The apparent hostage-taking was followed by the cruel and unusual verdict of a death sentence for a Canadian who was appealing a stiff sentence for a drug charge. This marked the darkest phase of the dispute to date. While it is theoretically possible that China’s unseemly crackdown on Canadians was coincidental rather than strict tit-for-tat, careless babble by Chinese diplomats and self-incriminating media commentary suggest that Canadians were singled out intentionally, as China legal scholar Donald Clark convincingly argues in the Washington Post.
The other shoe fell when, in the face of retaliatory threats from Beijing, the US complacently asserted its right to press for formal extradition. The chance for a face-saving resolution came and went. If the US had taken no further action, the writ for Meng’s detention would have expired at month’s end, and the crisis would have been alleviated.
Ambassador John McCallum, Ottawa’s envoy to Beijing then suggested in some offhand comments that extradition was neither desirable nor a sure thing. McCallum, a seasoned politician who used to represent a large Chinese constituency in parliament, freely spoke his mind over dim sum with a reporter eager for a scoop. His wistful comments, along the lines of extradition not being a done deal, and ‘wouldn’t it be nice to drop the whole thing,’ were reported. Soon, anti-China hardliners on both sides of the 49th parallel were up in arms, aghast at the subversively soft stance. His conciliatory comments suggested there existed a crack of daylight between the US and Canadian positions, and for that he got fired.
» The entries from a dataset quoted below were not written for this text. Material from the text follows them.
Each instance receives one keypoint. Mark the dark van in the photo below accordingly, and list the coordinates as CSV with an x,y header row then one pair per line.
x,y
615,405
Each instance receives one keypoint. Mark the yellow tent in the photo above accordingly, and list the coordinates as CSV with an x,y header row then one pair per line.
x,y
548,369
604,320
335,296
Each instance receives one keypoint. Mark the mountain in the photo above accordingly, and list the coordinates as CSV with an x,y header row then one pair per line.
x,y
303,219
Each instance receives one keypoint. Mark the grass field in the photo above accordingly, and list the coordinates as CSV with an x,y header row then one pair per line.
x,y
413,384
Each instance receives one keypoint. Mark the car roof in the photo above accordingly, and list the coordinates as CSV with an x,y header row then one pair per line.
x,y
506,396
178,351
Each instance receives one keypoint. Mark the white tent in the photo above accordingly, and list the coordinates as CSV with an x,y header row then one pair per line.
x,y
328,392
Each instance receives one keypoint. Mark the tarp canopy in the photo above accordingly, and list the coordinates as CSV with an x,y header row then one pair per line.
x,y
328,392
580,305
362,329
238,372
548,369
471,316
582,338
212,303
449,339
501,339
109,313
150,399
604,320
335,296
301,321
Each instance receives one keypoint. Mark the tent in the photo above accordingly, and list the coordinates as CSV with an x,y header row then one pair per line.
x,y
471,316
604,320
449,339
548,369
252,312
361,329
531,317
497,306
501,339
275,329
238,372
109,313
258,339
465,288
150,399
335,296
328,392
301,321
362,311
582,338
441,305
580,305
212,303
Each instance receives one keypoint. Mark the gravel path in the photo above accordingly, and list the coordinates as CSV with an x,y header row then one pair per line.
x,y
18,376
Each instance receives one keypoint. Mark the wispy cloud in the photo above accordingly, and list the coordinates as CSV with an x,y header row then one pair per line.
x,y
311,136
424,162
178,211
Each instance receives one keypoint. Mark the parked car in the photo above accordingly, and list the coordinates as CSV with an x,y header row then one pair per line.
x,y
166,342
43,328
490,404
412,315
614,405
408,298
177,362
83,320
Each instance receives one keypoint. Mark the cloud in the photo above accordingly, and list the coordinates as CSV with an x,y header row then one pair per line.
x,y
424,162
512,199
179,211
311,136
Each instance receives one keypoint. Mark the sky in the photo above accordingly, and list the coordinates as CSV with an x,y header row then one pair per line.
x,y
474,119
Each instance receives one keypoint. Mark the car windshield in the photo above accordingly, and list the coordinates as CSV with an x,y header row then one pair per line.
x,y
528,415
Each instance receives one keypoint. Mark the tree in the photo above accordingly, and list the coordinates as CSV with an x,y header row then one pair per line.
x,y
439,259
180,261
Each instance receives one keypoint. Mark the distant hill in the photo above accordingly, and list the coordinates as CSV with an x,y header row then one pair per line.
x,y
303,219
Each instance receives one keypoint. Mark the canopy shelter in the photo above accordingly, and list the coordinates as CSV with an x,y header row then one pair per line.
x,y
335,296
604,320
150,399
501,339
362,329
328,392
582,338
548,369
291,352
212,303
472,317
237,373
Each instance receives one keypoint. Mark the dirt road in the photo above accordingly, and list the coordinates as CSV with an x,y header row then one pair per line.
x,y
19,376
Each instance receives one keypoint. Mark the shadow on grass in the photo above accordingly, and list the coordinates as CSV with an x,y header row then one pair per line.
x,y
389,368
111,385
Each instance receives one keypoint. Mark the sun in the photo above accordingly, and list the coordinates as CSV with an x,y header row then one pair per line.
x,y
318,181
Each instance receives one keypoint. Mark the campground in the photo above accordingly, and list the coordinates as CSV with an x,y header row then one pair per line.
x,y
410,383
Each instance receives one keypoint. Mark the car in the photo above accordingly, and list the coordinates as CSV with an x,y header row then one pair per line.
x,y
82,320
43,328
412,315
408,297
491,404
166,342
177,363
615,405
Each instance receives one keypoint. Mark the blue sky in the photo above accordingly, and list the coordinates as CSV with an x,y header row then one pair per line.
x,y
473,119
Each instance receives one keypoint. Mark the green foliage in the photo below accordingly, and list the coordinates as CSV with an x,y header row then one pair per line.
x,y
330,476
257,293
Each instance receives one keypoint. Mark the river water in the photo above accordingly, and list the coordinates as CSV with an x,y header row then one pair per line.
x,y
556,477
US National Security Adviser John Bolton, a bellicose hawk on both Iran and China, and one of the architects of the whole intrigue, framed the Huawei dispute and the trade war in shallow, opportunistic rhetoric, telling the Washington Times that China is converting its wealth into military capability, so economic warfare is part of the game.
If the US is selectively humiliating Huawei, the world’s second largest maker of mobile phones, precisely because it is an awesome economic rival, it represents a new low for US diplomacy and raises the question about the legality of the Meng Wanzhou arrest in the first place.
Citing Edward Snowden’s revelation that the NSA had infiltrated Huawei’s headquarters in Shenzhen, a David Sanger report in the January 26, 2019 issue of the New York Times makes a belated concession to the Chinese side of the story:
“The Americans were trying to do to Huawei the exact thing they are now worried Huawei will do to the United States.”
This remarkably concise summation of the case underscores a US policy stance that is not only hypocritical, but hypocritical based on a hypothetical, since it suggests that Huawei has yet to do what the US is already doing.
If so, Huawei is under the gun for a future crime that it has not yet committed.
Tensions brew unabated. If the enigmatic face of Huawei should launch a thousand ships, let it be air cargo and freighters carrying mobile phones, not missile-carrying jets and destroyers.